British journalist (1932–2026)

David Douglas Willey (17 October 1932 – 12 July 2026) was a British BBC reporter and journalist, based in Rome. He served as Rome and Vatican correspondent from 1971 until his death, under five popes.

==Early life and education==
David Douglas Willey was born in High Wycombe, Buckinghamshire, on 17 October 1932. He was the grandson of an Italian master woodcarver, from Venice, and was brought up in the town of Marlow in Buckinghamshire.

He was educated at Sir William Borlase's Grammar School, a state grammar school in the town, followed by Queens' College, Cambridge, where he studied law and modern languages.

==Career==
After graduation, Willey joined Reuters, at a trainee post in Rome, where he covered the signing of the Treaty of Rome in 1957. One of his most vivid memories of that year was seeing a shepherd guiding a flock of several hundred sheep along one of Rome's main streets, the Via del Corso, early on a Sunday morning.

This was followed by a period in Algeria (1960–64), where he worked as a freelance reporter after that country's independence from France in 1962. In 1964, he became the BBC's correspondent in East Africa. His career continued in 1965 with a spell in Asia, where he reported widely on the early part of the Vietnam War from Saigon, then the capital of South Vietnam. Also in 1965 he reported from Beijing for the BBC, as one of its first foreign correspondents to report from China since the 1949 communist revolution. He was based in London from 1969 to 1971 in the post of the corporation's Assistant Diplomatic Correspondent and was appointed the BBC's Rome correspondent in August 1972.
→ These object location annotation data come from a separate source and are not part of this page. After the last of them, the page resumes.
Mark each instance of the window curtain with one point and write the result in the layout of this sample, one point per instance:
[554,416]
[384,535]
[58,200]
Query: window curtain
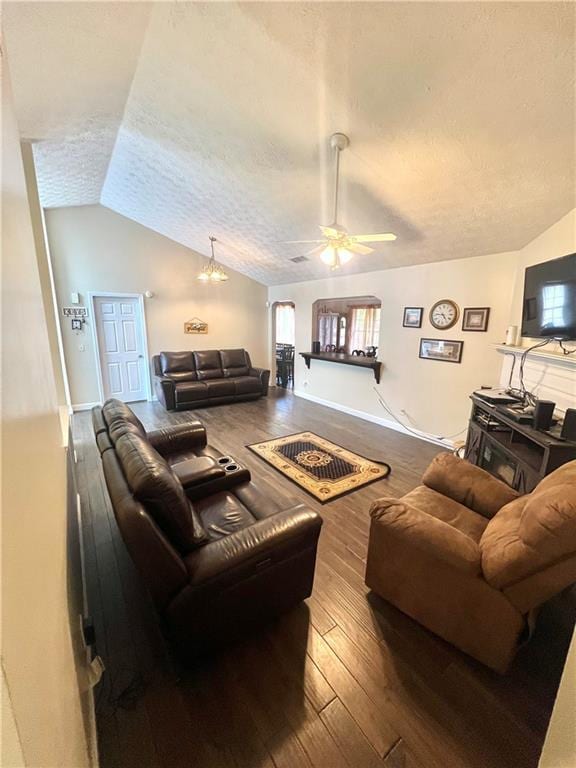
[285,316]
[327,329]
[364,327]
Willey was the author of The Promise of Francis: The Man, the Pope and the Challenge of Change (Simon & Schuster, 2015) which assesses the high expectations aroused by the election of the first pope from Latin America. His other books include: Italians (BBC Books, 1984) and God's Politician (Faber & Faber, and St Martin's Press, 1992), a critical biography of Pope John Paul II, whom he accompanied on more than 40 of his foreign journeys as a member of the Vatican press corps.

==Later life and death==
Willey was appointed Officer of the Order of the British Empire (OBE) in the 2003 Birthday Honours. He died from heart failure in Italy, on 12 July 2026, aged 93.